Switzerland celebrates start of national exhibition
Switzerland's national exhibition, Expo.02, officially got underway on Tuesday with a ceremony in the lakeside town of Neuchâtel.
The exhibition, which runs for a period of six months, features four arteplages, or lakeside platforms, in Biel, Neuchâtel, Murten and Yverdon-les-Bains.
All seven members of the Swiss cabinet, including the 2002 president, Kaspar Villiger, joined some 2300 guests from the worlds of politics, culture and business for Tuesday’s grand opening.
“Today we are beginning a great festival,” said the president of the Expo.02 steering committee, Franz Steinegger, “to which we invite not just those who live in Switzerland, but also guests from abroad.”
A swissinfo correspondent at the opening ceremony, Samantha Tonkin, said there was a “great sense of expectation” as the festivities got underway.
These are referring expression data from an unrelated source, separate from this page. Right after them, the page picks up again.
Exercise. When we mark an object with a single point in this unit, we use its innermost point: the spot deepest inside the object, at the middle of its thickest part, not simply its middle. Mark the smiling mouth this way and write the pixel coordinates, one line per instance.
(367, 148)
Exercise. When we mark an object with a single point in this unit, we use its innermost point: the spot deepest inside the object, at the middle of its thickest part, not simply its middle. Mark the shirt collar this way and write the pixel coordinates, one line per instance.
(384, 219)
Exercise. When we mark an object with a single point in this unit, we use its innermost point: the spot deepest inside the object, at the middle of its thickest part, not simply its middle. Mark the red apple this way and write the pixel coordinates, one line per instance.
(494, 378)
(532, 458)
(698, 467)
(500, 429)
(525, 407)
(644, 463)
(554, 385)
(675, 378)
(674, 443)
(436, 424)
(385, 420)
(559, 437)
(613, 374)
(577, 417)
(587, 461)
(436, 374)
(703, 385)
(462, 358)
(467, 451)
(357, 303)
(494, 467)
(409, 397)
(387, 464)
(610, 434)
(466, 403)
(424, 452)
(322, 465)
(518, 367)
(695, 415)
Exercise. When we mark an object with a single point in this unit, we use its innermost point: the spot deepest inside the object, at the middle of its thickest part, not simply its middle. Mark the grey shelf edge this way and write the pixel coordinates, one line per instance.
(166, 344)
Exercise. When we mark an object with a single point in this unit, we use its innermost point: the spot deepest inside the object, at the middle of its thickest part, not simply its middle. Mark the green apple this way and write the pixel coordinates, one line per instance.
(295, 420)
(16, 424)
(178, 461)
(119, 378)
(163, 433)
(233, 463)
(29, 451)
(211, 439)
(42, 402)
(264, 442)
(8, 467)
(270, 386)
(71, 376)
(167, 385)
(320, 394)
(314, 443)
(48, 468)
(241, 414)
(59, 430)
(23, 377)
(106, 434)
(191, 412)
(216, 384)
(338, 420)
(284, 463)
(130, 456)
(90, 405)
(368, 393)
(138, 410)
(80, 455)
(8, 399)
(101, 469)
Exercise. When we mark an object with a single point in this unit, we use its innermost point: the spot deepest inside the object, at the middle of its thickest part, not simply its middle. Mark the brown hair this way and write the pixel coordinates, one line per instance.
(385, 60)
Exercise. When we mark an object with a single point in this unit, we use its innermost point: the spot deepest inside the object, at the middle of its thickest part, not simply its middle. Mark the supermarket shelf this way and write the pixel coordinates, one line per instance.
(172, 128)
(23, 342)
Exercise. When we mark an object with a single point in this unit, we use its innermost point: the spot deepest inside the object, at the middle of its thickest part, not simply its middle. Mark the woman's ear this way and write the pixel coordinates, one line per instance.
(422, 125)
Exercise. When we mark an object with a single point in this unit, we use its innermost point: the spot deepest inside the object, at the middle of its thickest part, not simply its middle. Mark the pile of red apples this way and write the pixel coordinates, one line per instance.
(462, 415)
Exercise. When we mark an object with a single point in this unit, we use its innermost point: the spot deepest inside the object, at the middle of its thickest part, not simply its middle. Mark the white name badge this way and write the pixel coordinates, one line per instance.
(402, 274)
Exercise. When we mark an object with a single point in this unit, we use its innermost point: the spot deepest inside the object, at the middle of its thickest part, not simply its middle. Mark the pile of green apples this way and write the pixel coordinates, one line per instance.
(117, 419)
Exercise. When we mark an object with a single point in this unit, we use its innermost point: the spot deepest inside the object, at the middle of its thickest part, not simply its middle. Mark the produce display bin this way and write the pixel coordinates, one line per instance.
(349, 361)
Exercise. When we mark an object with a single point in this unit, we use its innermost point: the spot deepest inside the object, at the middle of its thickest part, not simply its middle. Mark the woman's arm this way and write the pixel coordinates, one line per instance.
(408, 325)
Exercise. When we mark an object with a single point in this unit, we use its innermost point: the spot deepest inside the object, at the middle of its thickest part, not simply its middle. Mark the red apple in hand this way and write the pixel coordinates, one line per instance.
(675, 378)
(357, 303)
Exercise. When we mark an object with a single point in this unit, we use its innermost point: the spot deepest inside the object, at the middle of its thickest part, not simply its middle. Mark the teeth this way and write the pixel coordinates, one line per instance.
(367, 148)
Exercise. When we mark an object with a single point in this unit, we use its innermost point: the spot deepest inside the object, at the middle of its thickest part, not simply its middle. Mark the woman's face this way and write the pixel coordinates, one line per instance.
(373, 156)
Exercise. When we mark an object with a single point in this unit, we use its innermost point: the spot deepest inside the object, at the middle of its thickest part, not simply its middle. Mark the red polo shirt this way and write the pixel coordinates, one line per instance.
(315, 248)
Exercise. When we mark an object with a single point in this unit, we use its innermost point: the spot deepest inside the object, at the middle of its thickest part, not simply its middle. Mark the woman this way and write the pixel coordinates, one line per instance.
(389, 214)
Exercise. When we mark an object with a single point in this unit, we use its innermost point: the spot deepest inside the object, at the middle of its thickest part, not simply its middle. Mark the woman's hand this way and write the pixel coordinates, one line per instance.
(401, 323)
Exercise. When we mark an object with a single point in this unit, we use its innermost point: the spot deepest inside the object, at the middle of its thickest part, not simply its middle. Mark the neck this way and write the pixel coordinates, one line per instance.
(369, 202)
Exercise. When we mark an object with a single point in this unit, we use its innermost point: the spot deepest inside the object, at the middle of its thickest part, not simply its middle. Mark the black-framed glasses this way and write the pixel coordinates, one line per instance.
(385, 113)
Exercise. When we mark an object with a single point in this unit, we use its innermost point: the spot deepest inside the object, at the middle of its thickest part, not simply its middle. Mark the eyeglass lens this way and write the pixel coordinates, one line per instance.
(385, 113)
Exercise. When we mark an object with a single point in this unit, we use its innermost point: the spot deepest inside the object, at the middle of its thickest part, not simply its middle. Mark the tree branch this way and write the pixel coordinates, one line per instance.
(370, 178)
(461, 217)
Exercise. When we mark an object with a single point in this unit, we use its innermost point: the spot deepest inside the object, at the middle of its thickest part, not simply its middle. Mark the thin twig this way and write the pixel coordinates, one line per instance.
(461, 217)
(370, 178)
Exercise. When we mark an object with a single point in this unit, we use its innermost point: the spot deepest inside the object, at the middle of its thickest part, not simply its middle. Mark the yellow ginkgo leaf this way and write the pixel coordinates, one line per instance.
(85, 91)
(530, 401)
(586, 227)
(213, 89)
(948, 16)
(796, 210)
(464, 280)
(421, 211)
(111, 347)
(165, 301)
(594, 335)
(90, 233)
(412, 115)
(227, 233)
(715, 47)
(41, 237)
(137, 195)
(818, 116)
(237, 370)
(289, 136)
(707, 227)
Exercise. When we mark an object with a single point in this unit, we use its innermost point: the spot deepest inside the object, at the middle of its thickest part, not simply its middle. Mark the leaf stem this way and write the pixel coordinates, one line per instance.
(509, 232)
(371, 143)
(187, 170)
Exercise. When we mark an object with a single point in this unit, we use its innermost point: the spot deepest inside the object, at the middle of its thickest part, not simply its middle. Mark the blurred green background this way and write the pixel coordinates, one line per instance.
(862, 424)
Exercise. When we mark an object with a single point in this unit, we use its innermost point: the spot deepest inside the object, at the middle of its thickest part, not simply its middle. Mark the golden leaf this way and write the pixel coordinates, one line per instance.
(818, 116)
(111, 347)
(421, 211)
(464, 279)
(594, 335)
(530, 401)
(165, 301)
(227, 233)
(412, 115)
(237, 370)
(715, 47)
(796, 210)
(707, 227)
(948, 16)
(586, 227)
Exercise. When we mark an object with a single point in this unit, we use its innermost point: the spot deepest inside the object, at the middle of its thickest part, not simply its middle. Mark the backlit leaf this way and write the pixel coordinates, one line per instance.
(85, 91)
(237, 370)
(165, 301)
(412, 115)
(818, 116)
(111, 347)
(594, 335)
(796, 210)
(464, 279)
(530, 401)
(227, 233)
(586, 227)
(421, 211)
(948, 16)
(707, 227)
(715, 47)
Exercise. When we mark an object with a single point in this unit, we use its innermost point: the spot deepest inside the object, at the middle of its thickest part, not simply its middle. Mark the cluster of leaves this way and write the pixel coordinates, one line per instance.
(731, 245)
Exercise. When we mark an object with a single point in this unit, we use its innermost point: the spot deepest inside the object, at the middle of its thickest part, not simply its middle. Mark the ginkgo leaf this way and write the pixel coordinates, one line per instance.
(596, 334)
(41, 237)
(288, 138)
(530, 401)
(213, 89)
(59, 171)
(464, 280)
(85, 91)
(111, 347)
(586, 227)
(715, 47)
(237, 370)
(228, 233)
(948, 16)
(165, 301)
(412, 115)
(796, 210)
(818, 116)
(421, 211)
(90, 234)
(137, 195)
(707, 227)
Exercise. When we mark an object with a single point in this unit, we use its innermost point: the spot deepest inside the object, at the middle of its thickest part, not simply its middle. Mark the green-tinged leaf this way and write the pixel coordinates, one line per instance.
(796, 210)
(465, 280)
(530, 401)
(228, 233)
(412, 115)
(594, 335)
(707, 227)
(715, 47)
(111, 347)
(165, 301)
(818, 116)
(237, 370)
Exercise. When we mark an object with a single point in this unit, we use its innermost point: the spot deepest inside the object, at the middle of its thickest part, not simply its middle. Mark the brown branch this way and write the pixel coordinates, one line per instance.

“There’s a real sense of excitement…it seems that people are really looking forward to coming to Expo,” she said.
During his own opening remarks, Villiger said he was confident the Swiss would rally together to support the national project.
“Switzerland would not be Switzerland if its exhibition projects did not first of all divide public opinion,” said Villiger.
“Such was the case in 1896, 1914, 1939 and 1964. Nevertheless, each time when the festivals have got off the ground, they have contributed to our sense of identity, and really achieved something of which we as a country can be proud,” he concluded.
Expo.02 is Switzerland’s first national exhibition since 1964 and has been billed as a showcase for Switzerland and a celebration of its multicultural society.
Song for Earth
Around 450 singers, together with 200 instrumentalists from all over Europe, marked the occasion by giving the first-ever live performance of “A Song of Earth”, a piece of music specially composed for Expo.02.
The ceremony was followed by a specially-choreographed play in three acts, staged on four floating platforms on three different lakes.
The opening event, which has been put together by Swiss director François Rochaix, was being staged simultaneously in four different locations across western Switzerland’s “Three Lakes Region”.
The “arteplages”, as the platforms are called, formed the backdrop for this vast theatrical production, which involved more than 1700 actors and technicians, and cost SFr15 million ($10 million).
A host of musicians, singers, fire-eaters, mime artists, jugglers, swimmers and divers were also drafted in to make their mark on the evening.
“The whole gigantic spectacle will culminate in brief but dramatic fireworks,” said swissinfo correspondent Samantha Tonkin, “before the four arteplages are illuminated.”
Around 4.8 million people are expected to have visited the different Expo.02 sites by the time the country’s national exhibition closes its doors to the public for the last time on October 20.